Dienstag, 8. März 2016
Was beunruhiget die Menschen, als daß sie ihre
Begriffe nicht mit den Sachen verbinden können, daß der Genuß sich ihnen unter
den Händen wegstiehlt, daß das Gewünschte zu spät kommt und daß alles Erreichte
und Erlangte auf ihr Herz nicht die Wirkung tut, welche die Begierde uns in der
Ferne ahnen läßt. Gleichsam wie einen Gott hat das Schicksal den Dichter über
dieses alles hinübergesetzt. Er sieht das Gewirre der Leidenschaften, Familien
und Reiche sich zwecklos bewegen, er sieht die unauflöslichen Rätsel der
Mißverständnisse, denen oft nur ein einsilbiges Wort zur Entwicklung fehlt,
unsäglich verderbliche Verwirrungen verursachen. Er fühlt das Traurige und das
Freudige jedes Menschenschicksals mit. Wenn der Weltmensch in einer abzehrenden
Melancholie über großen Verlust seine Tage hinschleicht oder in ausgelassener
Freude seinem Schicksale entgegengeht, so schreitet die empfängliche,
leichtbewegliche Seele des Dichters wie die wandelnde Sonne von Nacht zu Tag
fort, und mit leisen Übergängen stimmt seine Harfe zu Freude und Leid.

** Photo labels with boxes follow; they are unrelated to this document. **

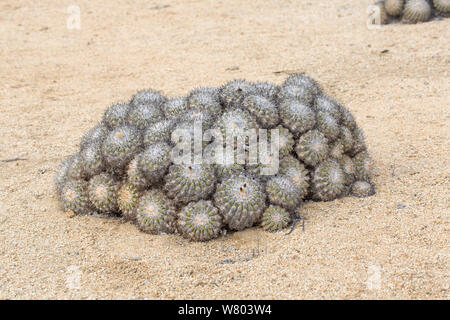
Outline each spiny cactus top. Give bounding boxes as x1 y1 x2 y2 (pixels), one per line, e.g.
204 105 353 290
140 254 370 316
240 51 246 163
55 74 376 241
374 0 450 24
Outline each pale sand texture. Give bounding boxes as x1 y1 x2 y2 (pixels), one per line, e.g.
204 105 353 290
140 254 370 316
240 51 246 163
0 0 450 299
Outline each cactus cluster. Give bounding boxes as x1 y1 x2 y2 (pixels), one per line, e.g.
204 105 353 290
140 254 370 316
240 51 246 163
55 74 374 241
374 0 450 24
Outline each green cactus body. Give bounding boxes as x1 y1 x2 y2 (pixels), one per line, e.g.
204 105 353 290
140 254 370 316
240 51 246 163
214 175 266 230
178 200 223 241
88 173 118 214
261 205 291 231
136 190 176 234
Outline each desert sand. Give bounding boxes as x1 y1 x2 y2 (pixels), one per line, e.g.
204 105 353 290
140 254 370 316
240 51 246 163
0 0 450 299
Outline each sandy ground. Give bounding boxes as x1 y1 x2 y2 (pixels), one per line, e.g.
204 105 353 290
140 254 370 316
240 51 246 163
0 0 450 299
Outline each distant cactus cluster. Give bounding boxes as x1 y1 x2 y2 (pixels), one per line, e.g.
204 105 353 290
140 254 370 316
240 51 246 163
374 0 450 24
55 74 375 241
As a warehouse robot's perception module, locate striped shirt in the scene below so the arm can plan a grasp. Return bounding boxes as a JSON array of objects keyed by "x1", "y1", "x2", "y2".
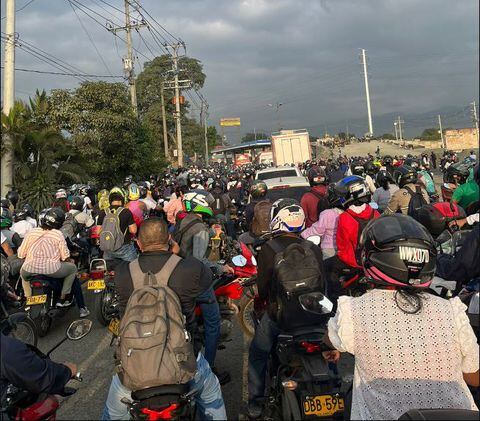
[{"x1": 18, "y1": 228, "x2": 70, "y2": 275}]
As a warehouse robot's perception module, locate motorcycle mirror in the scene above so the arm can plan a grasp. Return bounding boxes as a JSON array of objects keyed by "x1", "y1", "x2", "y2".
[
  {"x1": 67, "y1": 319, "x2": 93, "y2": 341},
  {"x1": 307, "y1": 235, "x2": 321, "y2": 246},
  {"x1": 232, "y1": 254, "x2": 247, "y2": 267},
  {"x1": 298, "y1": 292, "x2": 333, "y2": 314}
]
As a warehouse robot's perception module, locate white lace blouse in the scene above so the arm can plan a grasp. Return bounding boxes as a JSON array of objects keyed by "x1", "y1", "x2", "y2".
[{"x1": 328, "y1": 289, "x2": 479, "y2": 420}]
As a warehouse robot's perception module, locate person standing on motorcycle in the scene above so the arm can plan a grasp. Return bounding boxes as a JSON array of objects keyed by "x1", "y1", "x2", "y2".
[
  {"x1": 300, "y1": 167, "x2": 328, "y2": 228},
  {"x1": 248, "y1": 199, "x2": 324, "y2": 418},
  {"x1": 18, "y1": 208, "x2": 77, "y2": 307},
  {"x1": 384, "y1": 165, "x2": 430, "y2": 215},
  {"x1": 324, "y1": 214, "x2": 480, "y2": 420},
  {"x1": 102, "y1": 218, "x2": 226, "y2": 420},
  {"x1": 0, "y1": 333, "x2": 77, "y2": 402},
  {"x1": 174, "y1": 190, "x2": 234, "y2": 384}
]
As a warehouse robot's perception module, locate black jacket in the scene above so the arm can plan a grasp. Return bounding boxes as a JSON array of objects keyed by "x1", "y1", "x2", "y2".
[
  {"x1": 436, "y1": 224, "x2": 480, "y2": 289},
  {"x1": 115, "y1": 251, "x2": 212, "y2": 336},
  {"x1": 0, "y1": 334, "x2": 72, "y2": 401}
]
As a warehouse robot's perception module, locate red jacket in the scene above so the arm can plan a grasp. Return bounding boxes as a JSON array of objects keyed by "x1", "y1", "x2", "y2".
[
  {"x1": 337, "y1": 205, "x2": 380, "y2": 268},
  {"x1": 300, "y1": 184, "x2": 327, "y2": 228}
]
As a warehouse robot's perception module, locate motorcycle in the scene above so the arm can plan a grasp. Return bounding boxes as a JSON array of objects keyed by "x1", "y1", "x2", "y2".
[
  {"x1": 0, "y1": 319, "x2": 92, "y2": 421},
  {"x1": 262, "y1": 292, "x2": 347, "y2": 420}
]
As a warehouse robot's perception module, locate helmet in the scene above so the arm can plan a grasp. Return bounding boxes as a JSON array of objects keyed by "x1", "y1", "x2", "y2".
[
  {"x1": 393, "y1": 165, "x2": 418, "y2": 188},
  {"x1": 308, "y1": 167, "x2": 328, "y2": 187},
  {"x1": 0, "y1": 208, "x2": 12, "y2": 229},
  {"x1": 250, "y1": 181, "x2": 268, "y2": 199},
  {"x1": 415, "y1": 202, "x2": 466, "y2": 238},
  {"x1": 55, "y1": 189, "x2": 67, "y2": 199},
  {"x1": 40, "y1": 208, "x2": 65, "y2": 230},
  {"x1": 335, "y1": 175, "x2": 371, "y2": 209},
  {"x1": 182, "y1": 190, "x2": 215, "y2": 216},
  {"x1": 270, "y1": 199, "x2": 305, "y2": 234},
  {"x1": 359, "y1": 213, "x2": 437, "y2": 289},
  {"x1": 128, "y1": 183, "x2": 140, "y2": 200},
  {"x1": 7, "y1": 190, "x2": 20, "y2": 207},
  {"x1": 13, "y1": 209, "x2": 27, "y2": 222},
  {"x1": 70, "y1": 196, "x2": 85, "y2": 211}
]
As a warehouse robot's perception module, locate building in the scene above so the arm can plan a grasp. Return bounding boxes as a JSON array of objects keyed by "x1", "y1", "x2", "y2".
[{"x1": 445, "y1": 127, "x2": 478, "y2": 151}]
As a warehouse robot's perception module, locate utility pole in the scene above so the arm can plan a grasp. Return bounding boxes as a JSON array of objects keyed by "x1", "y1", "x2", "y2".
[
  {"x1": 107, "y1": 0, "x2": 147, "y2": 115},
  {"x1": 361, "y1": 48, "x2": 373, "y2": 136},
  {"x1": 160, "y1": 82, "x2": 170, "y2": 161},
  {"x1": 1, "y1": 0, "x2": 15, "y2": 197},
  {"x1": 164, "y1": 42, "x2": 191, "y2": 167},
  {"x1": 438, "y1": 114, "x2": 446, "y2": 149},
  {"x1": 472, "y1": 101, "x2": 480, "y2": 145}
]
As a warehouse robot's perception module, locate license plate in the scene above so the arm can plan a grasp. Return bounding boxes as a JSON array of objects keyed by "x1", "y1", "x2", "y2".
[
  {"x1": 108, "y1": 319, "x2": 120, "y2": 336},
  {"x1": 303, "y1": 395, "x2": 345, "y2": 417},
  {"x1": 27, "y1": 294, "x2": 47, "y2": 306},
  {"x1": 87, "y1": 279, "x2": 105, "y2": 289}
]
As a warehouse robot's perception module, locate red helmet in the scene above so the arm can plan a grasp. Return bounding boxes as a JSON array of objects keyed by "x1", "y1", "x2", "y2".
[{"x1": 415, "y1": 202, "x2": 466, "y2": 238}]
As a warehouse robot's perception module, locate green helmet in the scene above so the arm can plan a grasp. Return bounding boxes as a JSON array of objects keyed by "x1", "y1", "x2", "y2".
[{"x1": 182, "y1": 189, "x2": 215, "y2": 216}]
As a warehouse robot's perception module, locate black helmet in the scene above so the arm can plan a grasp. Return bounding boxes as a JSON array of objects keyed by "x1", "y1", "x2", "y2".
[
  {"x1": 40, "y1": 208, "x2": 65, "y2": 229},
  {"x1": 250, "y1": 181, "x2": 268, "y2": 199},
  {"x1": 415, "y1": 202, "x2": 466, "y2": 238},
  {"x1": 360, "y1": 213, "x2": 437, "y2": 289},
  {"x1": 70, "y1": 196, "x2": 85, "y2": 211},
  {"x1": 335, "y1": 175, "x2": 371, "y2": 209},
  {"x1": 7, "y1": 190, "x2": 20, "y2": 208},
  {"x1": 308, "y1": 167, "x2": 328, "y2": 187},
  {"x1": 393, "y1": 165, "x2": 418, "y2": 188}
]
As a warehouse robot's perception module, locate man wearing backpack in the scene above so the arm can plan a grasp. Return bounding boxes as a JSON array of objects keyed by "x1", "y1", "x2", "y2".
[
  {"x1": 325, "y1": 175, "x2": 380, "y2": 302},
  {"x1": 97, "y1": 187, "x2": 137, "y2": 262},
  {"x1": 103, "y1": 218, "x2": 226, "y2": 420},
  {"x1": 384, "y1": 165, "x2": 430, "y2": 217},
  {"x1": 248, "y1": 199, "x2": 324, "y2": 419},
  {"x1": 300, "y1": 167, "x2": 328, "y2": 228}
]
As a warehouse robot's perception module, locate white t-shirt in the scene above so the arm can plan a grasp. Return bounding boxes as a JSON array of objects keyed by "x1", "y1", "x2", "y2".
[{"x1": 328, "y1": 289, "x2": 479, "y2": 420}]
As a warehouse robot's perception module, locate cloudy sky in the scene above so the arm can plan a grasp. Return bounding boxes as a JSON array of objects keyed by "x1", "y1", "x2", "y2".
[{"x1": 2, "y1": 0, "x2": 479, "y2": 138}]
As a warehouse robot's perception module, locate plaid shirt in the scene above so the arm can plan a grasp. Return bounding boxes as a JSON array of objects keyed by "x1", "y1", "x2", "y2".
[{"x1": 18, "y1": 228, "x2": 70, "y2": 275}]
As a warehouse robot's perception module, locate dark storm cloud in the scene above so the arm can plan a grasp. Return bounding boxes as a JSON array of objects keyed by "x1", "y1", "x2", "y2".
[{"x1": 2, "y1": 0, "x2": 479, "y2": 133}]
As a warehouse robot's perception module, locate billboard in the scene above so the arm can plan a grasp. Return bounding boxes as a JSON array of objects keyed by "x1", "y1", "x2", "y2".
[{"x1": 220, "y1": 118, "x2": 240, "y2": 127}]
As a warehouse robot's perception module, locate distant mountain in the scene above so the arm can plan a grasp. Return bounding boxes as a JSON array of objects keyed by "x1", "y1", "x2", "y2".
[{"x1": 311, "y1": 106, "x2": 473, "y2": 137}]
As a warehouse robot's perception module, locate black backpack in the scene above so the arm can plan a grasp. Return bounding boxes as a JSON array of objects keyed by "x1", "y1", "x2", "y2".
[
  {"x1": 269, "y1": 239, "x2": 322, "y2": 332},
  {"x1": 404, "y1": 186, "x2": 428, "y2": 220}
]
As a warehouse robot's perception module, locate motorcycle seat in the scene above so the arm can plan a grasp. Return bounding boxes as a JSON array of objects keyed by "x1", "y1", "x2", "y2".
[{"x1": 132, "y1": 384, "x2": 190, "y2": 401}]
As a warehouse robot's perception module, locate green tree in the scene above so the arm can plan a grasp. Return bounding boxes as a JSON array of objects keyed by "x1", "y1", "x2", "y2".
[{"x1": 242, "y1": 132, "x2": 270, "y2": 143}]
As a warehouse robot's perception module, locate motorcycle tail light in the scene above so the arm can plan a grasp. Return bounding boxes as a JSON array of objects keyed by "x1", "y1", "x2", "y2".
[
  {"x1": 140, "y1": 403, "x2": 180, "y2": 421},
  {"x1": 90, "y1": 270, "x2": 104, "y2": 279},
  {"x1": 282, "y1": 379, "x2": 298, "y2": 390},
  {"x1": 300, "y1": 341, "x2": 322, "y2": 354}
]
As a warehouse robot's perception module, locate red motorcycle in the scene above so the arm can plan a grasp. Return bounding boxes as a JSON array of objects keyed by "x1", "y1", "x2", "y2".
[{"x1": 1, "y1": 319, "x2": 92, "y2": 421}]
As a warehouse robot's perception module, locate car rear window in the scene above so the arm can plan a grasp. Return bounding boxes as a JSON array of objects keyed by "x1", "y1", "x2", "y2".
[
  {"x1": 267, "y1": 186, "x2": 310, "y2": 202},
  {"x1": 257, "y1": 169, "x2": 297, "y2": 180}
]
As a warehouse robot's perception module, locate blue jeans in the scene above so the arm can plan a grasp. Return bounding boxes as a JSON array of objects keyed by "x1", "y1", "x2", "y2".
[
  {"x1": 103, "y1": 243, "x2": 138, "y2": 262},
  {"x1": 248, "y1": 313, "x2": 281, "y2": 405},
  {"x1": 197, "y1": 287, "x2": 221, "y2": 367},
  {"x1": 102, "y1": 353, "x2": 227, "y2": 420}
]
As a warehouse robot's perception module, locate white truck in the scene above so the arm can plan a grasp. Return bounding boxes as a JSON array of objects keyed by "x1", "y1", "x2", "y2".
[{"x1": 272, "y1": 129, "x2": 312, "y2": 167}]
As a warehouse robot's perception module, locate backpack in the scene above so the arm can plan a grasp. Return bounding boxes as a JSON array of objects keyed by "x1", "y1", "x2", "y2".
[
  {"x1": 117, "y1": 254, "x2": 197, "y2": 391},
  {"x1": 250, "y1": 200, "x2": 272, "y2": 237},
  {"x1": 100, "y1": 207, "x2": 128, "y2": 251},
  {"x1": 404, "y1": 186, "x2": 427, "y2": 220},
  {"x1": 346, "y1": 209, "x2": 375, "y2": 265},
  {"x1": 269, "y1": 239, "x2": 322, "y2": 331}
]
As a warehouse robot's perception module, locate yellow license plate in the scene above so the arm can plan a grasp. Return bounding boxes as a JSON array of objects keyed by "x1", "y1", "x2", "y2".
[
  {"x1": 27, "y1": 294, "x2": 47, "y2": 306},
  {"x1": 87, "y1": 279, "x2": 105, "y2": 289},
  {"x1": 303, "y1": 395, "x2": 345, "y2": 417},
  {"x1": 108, "y1": 319, "x2": 120, "y2": 336}
]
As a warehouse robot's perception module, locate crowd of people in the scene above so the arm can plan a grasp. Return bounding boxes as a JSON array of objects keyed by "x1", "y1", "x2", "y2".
[{"x1": 0, "y1": 147, "x2": 480, "y2": 419}]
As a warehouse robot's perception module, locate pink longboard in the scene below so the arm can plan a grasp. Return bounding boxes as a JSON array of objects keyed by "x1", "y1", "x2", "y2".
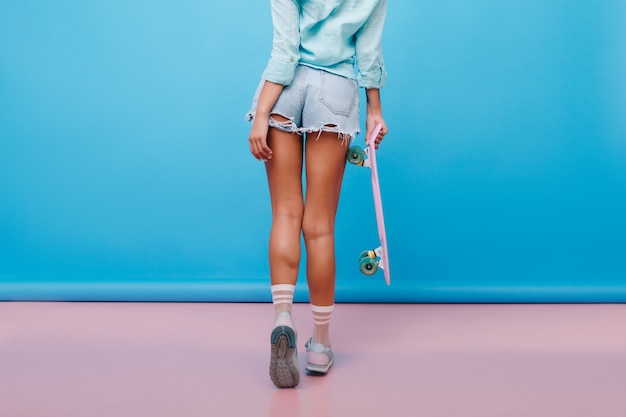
[{"x1": 346, "y1": 124, "x2": 391, "y2": 285}]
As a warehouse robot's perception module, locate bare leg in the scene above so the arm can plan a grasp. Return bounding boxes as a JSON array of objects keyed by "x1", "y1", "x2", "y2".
[
  {"x1": 265, "y1": 116, "x2": 304, "y2": 388},
  {"x1": 302, "y1": 132, "x2": 349, "y2": 346},
  {"x1": 265, "y1": 121, "x2": 304, "y2": 285}
]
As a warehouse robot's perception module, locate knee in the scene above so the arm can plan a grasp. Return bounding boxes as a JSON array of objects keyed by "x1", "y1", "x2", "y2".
[
  {"x1": 302, "y1": 214, "x2": 333, "y2": 242},
  {"x1": 272, "y1": 204, "x2": 304, "y2": 224}
]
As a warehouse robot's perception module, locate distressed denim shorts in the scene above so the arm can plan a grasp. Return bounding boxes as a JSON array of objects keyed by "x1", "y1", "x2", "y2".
[{"x1": 248, "y1": 65, "x2": 360, "y2": 140}]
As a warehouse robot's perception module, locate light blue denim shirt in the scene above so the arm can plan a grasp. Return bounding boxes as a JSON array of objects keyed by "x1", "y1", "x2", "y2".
[{"x1": 262, "y1": 0, "x2": 387, "y2": 88}]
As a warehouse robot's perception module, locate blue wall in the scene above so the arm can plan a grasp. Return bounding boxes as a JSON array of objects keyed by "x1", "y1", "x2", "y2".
[{"x1": 0, "y1": 0, "x2": 626, "y2": 302}]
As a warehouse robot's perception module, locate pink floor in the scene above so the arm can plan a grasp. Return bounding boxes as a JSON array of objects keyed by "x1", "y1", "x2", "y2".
[{"x1": 0, "y1": 303, "x2": 626, "y2": 417}]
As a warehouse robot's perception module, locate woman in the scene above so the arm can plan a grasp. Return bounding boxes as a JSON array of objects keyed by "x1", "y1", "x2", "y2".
[{"x1": 248, "y1": 0, "x2": 387, "y2": 388}]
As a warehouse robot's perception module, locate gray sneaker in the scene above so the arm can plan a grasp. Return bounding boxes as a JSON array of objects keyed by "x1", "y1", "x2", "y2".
[{"x1": 270, "y1": 326, "x2": 300, "y2": 388}]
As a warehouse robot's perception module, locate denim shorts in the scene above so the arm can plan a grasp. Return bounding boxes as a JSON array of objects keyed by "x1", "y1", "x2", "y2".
[{"x1": 248, "y1": 65, "x2": 360, "y2": 140}]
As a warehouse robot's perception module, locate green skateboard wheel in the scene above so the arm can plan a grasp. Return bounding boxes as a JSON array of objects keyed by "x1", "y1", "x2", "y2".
[
  {"x1": 359, "y1": 250, "x2": 375, "y2": 262},
  {"x1": 359, "y1": 258, "x2": 378, "y2": 275}
]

Eingeboren auf dem Grund seines Herzens wächst die schöne Blume der Weisheit
hervor, und wenn die andern wachend träumen und von ungeheuren Vorstellungen
aus allen ihren Sinnen geängstiget werden, so lebt er den Traum des Lebens als
ein Wachender, und das Seltenste, was geschieht, ist ihm zugleich Vergangenheit
und Zukunft. Und so ist der Dichter zugleich Lehrer, Wahrsager, Freund der
Götter und der Menschen. Wie! willst du, daß er zu einem kümmerlichen Gewerbe
heruntersteige? Er, der wie ein Vogel gebaut ist, um die Welt zu überschweben,
auf hohen Gipfeln zu nisten und seine Nahrung von Knospen und Früchten, einen
Zweig mit dem andern leicht verwechselnd, zu nehmen, er sollte zugleich wie der
Stier am Pfluge ziehen, wie der Hund sich auf eine Fährte gewöhnen oder
vielleicht gar, an die Kette geschlossen, einen Meierhof durch sein Bellen
sichern?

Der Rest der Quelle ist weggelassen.